The Hook
Meta is building a data-center campus in Richland Parish, Louisiana — the same campus that is the subject of the multi-billion-dollar financing structure described in the Bad Trade. To power it, Louisiana is building gas. A lot of gas.
The Question
When a state utility commission approves multi-billion-dollar generation for a single private customer, and that customer has no long-term obligation to stay, who is the guarantor?
The Paper Trail
August 2025: the Louisiana Public Service Commission voted to approve three new combined-cycle gas plants totaling 2,262 megawatts, plus a new 500-kilovolt transmission line. That vote happened before the commission's own administrative law judge had issued a recommendation — the arguments from ratepayer advocates were still being heard when commissioners voted yes.

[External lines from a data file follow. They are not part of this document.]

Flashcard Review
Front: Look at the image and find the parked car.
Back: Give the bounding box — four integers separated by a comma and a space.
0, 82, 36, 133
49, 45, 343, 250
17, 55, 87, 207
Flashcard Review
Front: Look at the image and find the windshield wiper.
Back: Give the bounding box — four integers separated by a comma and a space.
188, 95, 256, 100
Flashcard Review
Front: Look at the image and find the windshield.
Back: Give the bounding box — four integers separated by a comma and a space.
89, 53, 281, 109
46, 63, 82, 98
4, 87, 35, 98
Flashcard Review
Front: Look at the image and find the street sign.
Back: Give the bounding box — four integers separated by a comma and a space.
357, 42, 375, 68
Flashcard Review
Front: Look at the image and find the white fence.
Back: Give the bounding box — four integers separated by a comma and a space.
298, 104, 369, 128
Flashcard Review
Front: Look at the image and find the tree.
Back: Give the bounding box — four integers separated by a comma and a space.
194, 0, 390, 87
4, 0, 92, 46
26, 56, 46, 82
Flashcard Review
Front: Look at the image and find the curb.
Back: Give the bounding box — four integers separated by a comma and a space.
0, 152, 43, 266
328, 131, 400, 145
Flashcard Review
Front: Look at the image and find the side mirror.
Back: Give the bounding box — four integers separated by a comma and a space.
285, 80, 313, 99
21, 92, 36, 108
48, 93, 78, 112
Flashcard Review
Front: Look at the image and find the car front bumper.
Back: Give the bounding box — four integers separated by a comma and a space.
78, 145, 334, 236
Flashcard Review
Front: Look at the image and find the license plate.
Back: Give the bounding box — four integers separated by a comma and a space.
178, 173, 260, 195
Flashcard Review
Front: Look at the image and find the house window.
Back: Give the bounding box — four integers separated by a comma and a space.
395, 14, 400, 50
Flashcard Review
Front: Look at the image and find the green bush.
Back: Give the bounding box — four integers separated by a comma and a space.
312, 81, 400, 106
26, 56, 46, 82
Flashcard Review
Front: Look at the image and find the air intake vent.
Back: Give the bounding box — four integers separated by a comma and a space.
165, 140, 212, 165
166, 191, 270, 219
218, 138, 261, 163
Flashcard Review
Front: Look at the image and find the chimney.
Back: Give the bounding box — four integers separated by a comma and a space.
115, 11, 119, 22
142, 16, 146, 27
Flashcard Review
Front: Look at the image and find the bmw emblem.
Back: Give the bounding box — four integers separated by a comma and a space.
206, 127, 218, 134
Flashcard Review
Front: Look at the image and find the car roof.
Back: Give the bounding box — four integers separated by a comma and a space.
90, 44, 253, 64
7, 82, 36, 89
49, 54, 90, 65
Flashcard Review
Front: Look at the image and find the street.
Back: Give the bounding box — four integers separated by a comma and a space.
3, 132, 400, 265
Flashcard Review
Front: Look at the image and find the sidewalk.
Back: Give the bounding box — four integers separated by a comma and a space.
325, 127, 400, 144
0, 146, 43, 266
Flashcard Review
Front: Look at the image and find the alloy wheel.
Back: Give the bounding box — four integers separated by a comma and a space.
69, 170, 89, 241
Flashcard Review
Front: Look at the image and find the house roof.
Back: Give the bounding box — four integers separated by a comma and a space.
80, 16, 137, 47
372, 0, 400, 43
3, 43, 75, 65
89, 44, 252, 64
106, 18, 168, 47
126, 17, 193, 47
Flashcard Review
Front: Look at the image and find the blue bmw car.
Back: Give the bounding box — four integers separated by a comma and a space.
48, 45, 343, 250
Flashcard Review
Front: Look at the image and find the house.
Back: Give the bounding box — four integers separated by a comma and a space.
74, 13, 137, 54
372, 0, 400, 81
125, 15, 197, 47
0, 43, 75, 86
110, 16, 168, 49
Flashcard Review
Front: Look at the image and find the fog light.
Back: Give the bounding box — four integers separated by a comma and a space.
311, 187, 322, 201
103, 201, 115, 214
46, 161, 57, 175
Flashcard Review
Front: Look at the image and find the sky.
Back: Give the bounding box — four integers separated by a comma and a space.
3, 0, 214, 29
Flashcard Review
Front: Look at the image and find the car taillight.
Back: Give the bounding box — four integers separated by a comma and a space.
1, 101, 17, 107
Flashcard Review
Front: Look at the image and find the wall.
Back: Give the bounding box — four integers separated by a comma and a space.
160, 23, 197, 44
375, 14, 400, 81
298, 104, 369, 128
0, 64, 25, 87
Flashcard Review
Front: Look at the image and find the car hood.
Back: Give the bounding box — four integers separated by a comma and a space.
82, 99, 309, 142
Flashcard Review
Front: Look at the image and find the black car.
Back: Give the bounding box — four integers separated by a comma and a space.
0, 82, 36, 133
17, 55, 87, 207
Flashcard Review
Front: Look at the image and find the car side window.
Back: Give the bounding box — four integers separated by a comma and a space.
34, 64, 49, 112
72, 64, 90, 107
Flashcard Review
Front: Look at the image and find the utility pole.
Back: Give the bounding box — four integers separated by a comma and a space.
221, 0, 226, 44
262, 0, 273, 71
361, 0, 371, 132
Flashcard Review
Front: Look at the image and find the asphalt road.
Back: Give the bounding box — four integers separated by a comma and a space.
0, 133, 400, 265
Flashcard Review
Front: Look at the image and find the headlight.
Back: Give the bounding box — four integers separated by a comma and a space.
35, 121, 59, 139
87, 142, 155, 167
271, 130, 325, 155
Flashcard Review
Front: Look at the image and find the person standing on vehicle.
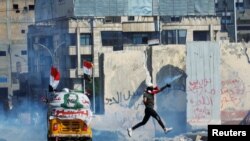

April 2026: LPSC fast-tracked a plan to add seven more gas plants to serve the expected data-center load. The fast-track process compresses the review timeline that normally allows for thorough ratepayer-impact analysis.
The contracts approved did not include binding provisions requiring Meta, rather than Louisiana ratepayers, to bear the stranded-asset cost if the data center closes early or reduces its load significantly before the gas plants are paid off. The standard regulatory mechanism for protecting ratepayers from single-customer infrastructure risk — a take-or-pay clause, a minimum-load guarantee, or an exit penalty tied to undepreciated asset value — was not secured in the approved terms.
The Synthesis
Louisiana's regulators had a choice: approve the infrastructure with ratepayer protections attached, or approve it on the timeline Meta needed without them. They chose the latter, twice, with the second decision made faster than the first. The data center may run for 30 years and the gas plants may be fully justified. But if it doesn't, the people who pay Louisiana utility bills are the ones holding the depreciating infrastructure.